DeepMind has not provided information as to whether any training data they used for deep learning was infringed upon, nor whether its creators were informed. We reached out for clarification from them and will update this post if we hear back.
AI-powered sound generating tools and models for video sound effects creation are nothing new: startup Stability AI released one last week while ElevenLabs unveiled one earlier in May. Furthermore, Microsoft offers projects to generate talking/singing video effects directly from images while platforms like Pika or GenreX utilize trained models that analyze videos to guess the appropriate music or effects that match scenes presented to their platforms.
DeepMind claims its V2A tech is unlike anything else available; it can interpret raw pixels from video footage and automatically sync generated sounds to its image automatically without manual intervention from users or descriptions of audio visual elements in videos.
V2A isn’t perfect, and DeepMind recognizes this. Because its model wasn’t trained on numerous videos with artifacts or distortions, its audio output doesn’t create high-quality results for these. And overall, I find the generated sound rather unconvincing; my colleague Natasha Lomas described it as “an eclectic collection of stereotypical sounds”- I couldn’t disagree more!

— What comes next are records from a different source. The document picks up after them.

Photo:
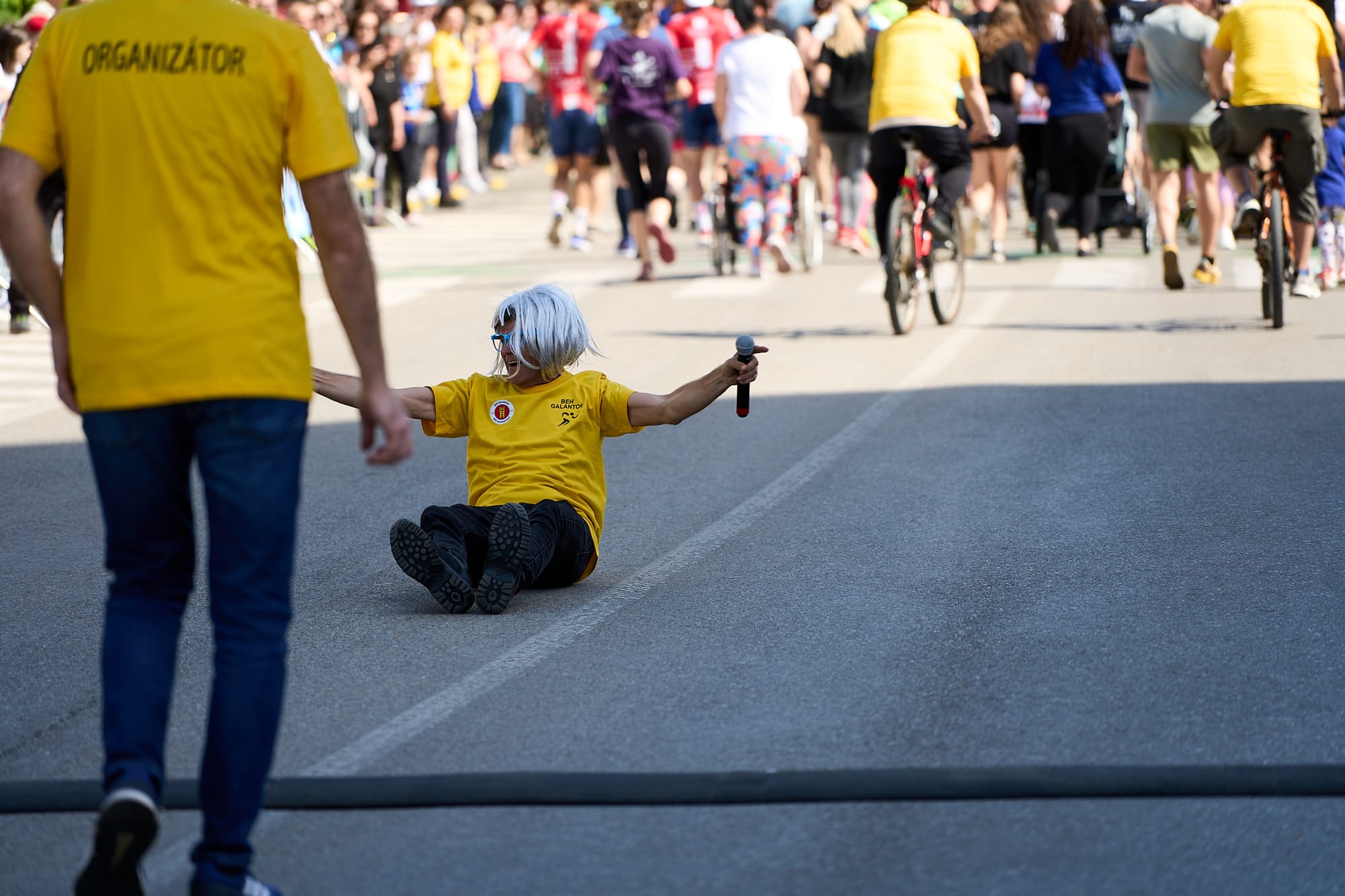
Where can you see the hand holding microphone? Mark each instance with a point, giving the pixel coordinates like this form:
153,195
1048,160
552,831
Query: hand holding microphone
746,369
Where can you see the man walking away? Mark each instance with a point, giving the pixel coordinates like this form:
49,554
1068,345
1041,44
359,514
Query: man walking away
178,334
1169,56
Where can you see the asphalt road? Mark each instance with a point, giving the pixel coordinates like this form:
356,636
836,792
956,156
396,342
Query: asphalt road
1091,522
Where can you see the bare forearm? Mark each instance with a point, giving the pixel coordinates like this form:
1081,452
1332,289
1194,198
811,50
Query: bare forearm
696,396
341,388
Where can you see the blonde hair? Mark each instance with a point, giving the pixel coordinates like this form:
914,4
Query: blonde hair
849,38
633,13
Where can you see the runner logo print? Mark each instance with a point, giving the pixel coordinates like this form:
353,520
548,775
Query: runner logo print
502,412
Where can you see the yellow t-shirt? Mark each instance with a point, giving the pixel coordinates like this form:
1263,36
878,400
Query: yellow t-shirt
449,54
1276,46
174,123
918,65
537,443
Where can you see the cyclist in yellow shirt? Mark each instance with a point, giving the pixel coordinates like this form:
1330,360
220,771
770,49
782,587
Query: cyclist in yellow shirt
919,64
1282,50
535,455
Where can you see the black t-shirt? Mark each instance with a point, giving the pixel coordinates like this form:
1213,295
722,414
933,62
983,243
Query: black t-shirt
1124,21
848,95
997,71
387,91
976,21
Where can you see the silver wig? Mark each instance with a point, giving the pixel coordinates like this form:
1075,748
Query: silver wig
549,327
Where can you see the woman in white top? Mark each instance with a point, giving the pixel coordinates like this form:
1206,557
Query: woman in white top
759,92
14,53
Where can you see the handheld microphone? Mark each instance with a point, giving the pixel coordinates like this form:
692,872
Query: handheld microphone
744,346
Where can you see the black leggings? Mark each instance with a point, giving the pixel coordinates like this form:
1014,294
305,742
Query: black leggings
633,138
1032,145
948,150
1077,151
560,551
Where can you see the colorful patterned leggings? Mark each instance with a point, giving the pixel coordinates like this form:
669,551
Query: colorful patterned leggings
763,170
1331,237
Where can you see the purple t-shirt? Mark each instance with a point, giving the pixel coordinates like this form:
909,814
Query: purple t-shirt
640,73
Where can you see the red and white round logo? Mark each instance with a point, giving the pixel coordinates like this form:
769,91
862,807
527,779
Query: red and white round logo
502,411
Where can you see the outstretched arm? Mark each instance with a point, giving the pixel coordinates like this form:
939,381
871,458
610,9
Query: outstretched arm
418,401
648,409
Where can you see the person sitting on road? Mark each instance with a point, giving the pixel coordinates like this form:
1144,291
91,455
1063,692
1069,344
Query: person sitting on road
535,455
919,63
1284,49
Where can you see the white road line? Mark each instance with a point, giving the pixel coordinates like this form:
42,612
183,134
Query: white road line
727,287
170,866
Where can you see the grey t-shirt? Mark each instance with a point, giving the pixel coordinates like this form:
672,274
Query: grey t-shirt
1172,40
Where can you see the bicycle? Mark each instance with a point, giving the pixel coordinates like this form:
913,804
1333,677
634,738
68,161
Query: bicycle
1274,241
915,263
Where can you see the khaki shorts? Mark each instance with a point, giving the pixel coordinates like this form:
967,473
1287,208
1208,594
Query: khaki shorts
1174,147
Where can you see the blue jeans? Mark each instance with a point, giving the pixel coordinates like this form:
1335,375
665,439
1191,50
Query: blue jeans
249,454
506,115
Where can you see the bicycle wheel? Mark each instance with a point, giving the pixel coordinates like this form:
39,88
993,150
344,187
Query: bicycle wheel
900,266
946,271
1276,263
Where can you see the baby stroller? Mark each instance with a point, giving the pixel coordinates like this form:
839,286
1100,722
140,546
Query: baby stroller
1122,200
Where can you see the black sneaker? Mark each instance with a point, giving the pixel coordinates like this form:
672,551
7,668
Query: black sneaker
1050,225
512,536
127,825
419,557
252,887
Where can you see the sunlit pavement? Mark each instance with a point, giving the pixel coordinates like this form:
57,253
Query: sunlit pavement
1090,522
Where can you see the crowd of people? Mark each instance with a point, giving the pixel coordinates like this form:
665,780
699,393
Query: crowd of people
648,103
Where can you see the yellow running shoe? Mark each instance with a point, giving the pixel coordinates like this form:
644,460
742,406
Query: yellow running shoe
1207,272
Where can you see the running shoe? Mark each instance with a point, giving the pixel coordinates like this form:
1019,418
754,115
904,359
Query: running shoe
668,252
1207,272
783,257
1305,288
1172,267
506,551
127,826
419,557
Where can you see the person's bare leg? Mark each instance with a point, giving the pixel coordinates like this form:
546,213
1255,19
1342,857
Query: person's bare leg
1208,212
1303,232
641,232
583,194
1167,197
1001,169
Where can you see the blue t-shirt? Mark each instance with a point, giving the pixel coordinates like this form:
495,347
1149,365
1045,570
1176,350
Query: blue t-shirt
1079,91
1331,184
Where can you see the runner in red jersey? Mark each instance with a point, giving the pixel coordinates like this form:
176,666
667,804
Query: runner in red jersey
700,33
572,126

Due to these reasons and to prevent misuse, DeepMind states it will not release their tech to the general public in any near future, if ever.

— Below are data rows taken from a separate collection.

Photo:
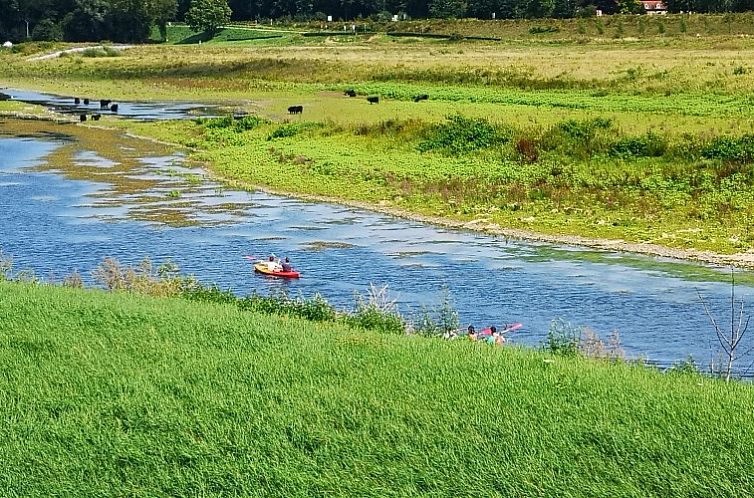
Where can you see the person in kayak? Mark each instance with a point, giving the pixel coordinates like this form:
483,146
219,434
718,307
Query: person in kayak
272,264
287,264
471,333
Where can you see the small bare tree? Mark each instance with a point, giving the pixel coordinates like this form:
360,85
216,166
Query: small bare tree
729,340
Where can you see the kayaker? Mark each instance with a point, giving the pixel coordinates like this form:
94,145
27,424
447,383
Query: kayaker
471,333
287,264
272,264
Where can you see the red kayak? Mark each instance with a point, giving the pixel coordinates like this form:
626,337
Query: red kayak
262,267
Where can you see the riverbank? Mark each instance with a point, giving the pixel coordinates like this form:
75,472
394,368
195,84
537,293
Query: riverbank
176,397
578,145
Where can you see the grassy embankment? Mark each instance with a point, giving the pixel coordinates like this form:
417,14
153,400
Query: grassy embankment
121,394
645,138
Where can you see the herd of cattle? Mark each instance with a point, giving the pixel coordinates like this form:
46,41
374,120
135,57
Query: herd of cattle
104,104
298,109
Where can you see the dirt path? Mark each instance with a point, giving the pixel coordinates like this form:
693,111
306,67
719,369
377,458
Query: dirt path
73,51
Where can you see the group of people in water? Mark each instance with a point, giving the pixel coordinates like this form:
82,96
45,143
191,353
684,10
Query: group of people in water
277,264
490,335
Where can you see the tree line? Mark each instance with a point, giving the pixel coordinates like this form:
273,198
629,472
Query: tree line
133,20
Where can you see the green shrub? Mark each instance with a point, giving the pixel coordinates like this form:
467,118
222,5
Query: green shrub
535,30
101,52
461,135
648,145
239,125
292,129
563,338
731,149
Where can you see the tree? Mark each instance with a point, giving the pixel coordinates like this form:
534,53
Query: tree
445,9
729,334
208,16
163,11
47,30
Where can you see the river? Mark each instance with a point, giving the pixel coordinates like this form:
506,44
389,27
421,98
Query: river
66,204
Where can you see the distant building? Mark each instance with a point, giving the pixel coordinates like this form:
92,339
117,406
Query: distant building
654,7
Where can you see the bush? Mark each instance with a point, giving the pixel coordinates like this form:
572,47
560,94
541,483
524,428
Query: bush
315,308
101,52
460,135
578,138
563,338
731,149
535,30
376,311
648,145
245,123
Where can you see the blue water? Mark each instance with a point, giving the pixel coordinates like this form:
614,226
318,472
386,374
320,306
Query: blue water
54,225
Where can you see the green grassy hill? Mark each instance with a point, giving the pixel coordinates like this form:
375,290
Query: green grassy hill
122,395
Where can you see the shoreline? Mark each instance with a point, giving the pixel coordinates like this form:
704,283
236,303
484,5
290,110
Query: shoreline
738,260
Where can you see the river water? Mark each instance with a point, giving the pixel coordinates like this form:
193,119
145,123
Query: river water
61,215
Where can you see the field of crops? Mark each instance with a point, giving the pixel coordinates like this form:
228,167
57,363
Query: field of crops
117,394
645,138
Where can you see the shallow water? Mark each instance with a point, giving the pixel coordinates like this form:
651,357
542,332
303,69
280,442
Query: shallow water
135,110
56,217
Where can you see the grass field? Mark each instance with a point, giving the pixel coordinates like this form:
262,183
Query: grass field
117,394
672,167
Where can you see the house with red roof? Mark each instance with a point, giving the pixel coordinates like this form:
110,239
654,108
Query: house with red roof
654,7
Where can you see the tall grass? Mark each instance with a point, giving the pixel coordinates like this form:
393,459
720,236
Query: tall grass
118,394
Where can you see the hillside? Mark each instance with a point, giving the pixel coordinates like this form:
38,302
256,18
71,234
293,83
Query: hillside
117,394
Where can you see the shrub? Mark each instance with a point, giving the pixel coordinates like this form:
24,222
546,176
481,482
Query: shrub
376,311
562,338
245,123
731,149
535,30
648,145
315,308
577,138
101,52
527,149
47,30
143,279
444,321
461,135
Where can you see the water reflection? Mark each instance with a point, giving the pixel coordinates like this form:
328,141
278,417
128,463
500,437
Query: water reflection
70,202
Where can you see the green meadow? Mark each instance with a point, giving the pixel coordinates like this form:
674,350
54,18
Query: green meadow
112,394
643,137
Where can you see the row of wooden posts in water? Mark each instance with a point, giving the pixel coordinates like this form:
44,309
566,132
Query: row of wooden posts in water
103,104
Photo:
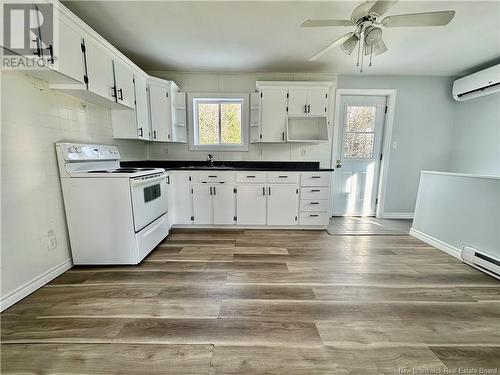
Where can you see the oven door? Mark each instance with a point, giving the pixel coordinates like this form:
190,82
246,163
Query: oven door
149,199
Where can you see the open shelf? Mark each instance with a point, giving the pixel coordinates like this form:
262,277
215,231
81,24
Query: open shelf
307,129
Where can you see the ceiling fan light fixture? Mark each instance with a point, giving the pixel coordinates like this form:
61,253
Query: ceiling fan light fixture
372,35
349,45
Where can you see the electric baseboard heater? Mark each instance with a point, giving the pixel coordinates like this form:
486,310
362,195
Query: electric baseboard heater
487,263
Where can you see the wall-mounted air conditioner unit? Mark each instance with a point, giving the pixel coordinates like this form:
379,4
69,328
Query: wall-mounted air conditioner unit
482,261
484,82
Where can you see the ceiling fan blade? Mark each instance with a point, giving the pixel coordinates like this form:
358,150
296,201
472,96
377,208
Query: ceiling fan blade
332,45
378,48
322,23
441,18
381,7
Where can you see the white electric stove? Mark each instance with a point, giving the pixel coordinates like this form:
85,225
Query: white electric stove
114,215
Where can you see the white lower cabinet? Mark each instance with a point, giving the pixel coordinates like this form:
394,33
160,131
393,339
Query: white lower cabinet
251,202
282,204
213,204
223,206
179,200
248,198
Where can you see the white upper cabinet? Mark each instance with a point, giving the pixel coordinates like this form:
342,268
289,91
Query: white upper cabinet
68,54
160,110
317,101
141,106
297,101
293,111
179,114
308,101
273,103
124,84
133,124
255,129
99,62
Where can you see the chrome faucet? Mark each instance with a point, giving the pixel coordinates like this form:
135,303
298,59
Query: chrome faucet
210,160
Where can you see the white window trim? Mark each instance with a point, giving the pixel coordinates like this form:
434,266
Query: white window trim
245,126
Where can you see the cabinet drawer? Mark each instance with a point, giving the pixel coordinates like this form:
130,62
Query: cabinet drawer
283,177
251,177
314,218
213,176
314,205
315,179
313,193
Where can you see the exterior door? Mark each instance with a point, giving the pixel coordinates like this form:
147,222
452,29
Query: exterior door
273,114
251,204
358,155
223,204
202,204
282,204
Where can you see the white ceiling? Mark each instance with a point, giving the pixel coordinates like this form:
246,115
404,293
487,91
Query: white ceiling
265,36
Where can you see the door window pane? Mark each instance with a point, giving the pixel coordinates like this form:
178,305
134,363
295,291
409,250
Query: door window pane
208,123
360,118
231,123
359,145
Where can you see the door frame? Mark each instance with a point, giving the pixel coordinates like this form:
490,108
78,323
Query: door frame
390,95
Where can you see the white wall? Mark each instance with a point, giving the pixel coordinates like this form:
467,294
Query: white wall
226,83
33,118
423,125
476,136
446,220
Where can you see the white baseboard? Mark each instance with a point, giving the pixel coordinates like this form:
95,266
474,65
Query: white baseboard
397,215
31,286
447,248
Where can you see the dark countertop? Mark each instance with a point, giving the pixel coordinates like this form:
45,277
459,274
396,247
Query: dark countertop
193,165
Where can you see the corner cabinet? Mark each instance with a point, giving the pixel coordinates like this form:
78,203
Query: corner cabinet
293,111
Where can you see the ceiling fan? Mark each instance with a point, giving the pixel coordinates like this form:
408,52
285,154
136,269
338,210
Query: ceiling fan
368,33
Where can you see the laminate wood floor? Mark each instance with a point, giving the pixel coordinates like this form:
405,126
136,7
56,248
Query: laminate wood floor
262,302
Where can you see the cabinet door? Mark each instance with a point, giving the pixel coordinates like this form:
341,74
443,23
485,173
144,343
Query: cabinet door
223,195
273,114
251,204
70,56
160,112
141,107
282,204
178,116
297,101
180,199
99,70
255,129
124,79
317,101
202,203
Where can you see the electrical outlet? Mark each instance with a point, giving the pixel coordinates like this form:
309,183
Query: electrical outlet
51,239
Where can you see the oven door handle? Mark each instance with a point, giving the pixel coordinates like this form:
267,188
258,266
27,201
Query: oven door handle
147,181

“To make sure our V2A technology can have a positive impact on the creative community, we’re gathering diverse perspectives and insights from leading creators and filmmakers, and using this valuable feedback to inform our ongoing research and development,” DeepMind writes. “Before we consider opening access to it to the wider public, our V2A technology will undergo rigorous safety assessments and testing.”
DeepMind markets its V2A technology as being particularly beneficial to archivists and people working with historical footage, yet generative AI threatens the film and television industries with such technology threatening jobs or professions altogether. Therefore, proper labor protections need to be in place in order to prevent such tools from upending them as well.